Tomorrow, before dawn on Sunday, December 9, the moon meets up with Spica, the brightest star in the constellation Virgo the Maiden. Day after day, watch as the waning crescent moon slides along the line of stars and planets in the southeastern morning sky.
Get up before dawn right now to see the ecliptic – the pathway of the moon and planets – with the mind’s-eye. The planets Saturn, Venus and Mercury, plus the stars Spica and Zubenelgenubi, all help you to envision the ecliptic’s place on the great dome of sky.
Our chart at top shows the sky for roughly one and one-half hours before sunrise at mid-northern latitudes. The planet Mercury rises above the horizon (if it’s level) just as the predawn darkness gives way to dawn. If you have difficulty spotting Mercury, try drawing an imaginary line from Saturn through Venus to see this star-like light near the sunrise point on the horizon. Binoculars may be helpful.

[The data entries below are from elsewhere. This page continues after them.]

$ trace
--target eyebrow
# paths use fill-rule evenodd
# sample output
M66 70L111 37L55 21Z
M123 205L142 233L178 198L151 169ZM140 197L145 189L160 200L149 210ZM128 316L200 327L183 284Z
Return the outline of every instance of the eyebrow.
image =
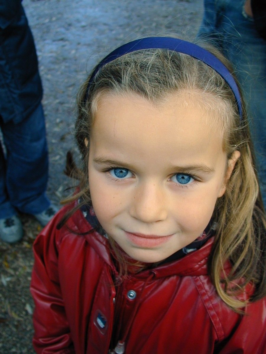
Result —
M93 161L99 165L110 165L118 167L123 167L128 170L132 169L132 166L127 162L118 161L112 159L105 158L104 156L100 156L94 159ZM191 173L192 171L197 171L209 174L215 172L214 169L209 167L204 164L202 165L196 164L196 165L184 166L171 165L169 166L169 169L171 171L182 171L182 172L185 173Z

As the Earth turns, the moon and Spica rise first in the wee hours tomorrow, followed by Saturn, then Zubenelgenubi, and then Venus. Mercury rises last, perhaps an hour or so after Venus does. If you’re not up until late dawn, you’ll probably only see the moon and Venus, the brightest and second-brightest orbs of nighttime.
Watch the moon for the next several days, as it parades down the celestial staircase in the morning sky. The moon couples up with Saturn on Monday, December 10, then with Venus on Tuesday, December 11 and finally with Mercury on Wednesday, December 12.
Thereafter, the moon will drop out of the sky, insuring us of dark nights for the upcoming Geminid meteor shower. What impeccable timing!
In the meantime, look for the moon to swing by Spica in the wee hours tomorrow, as the shrinking lunar crescent goes farther eastward (toward the sunrise) day by day.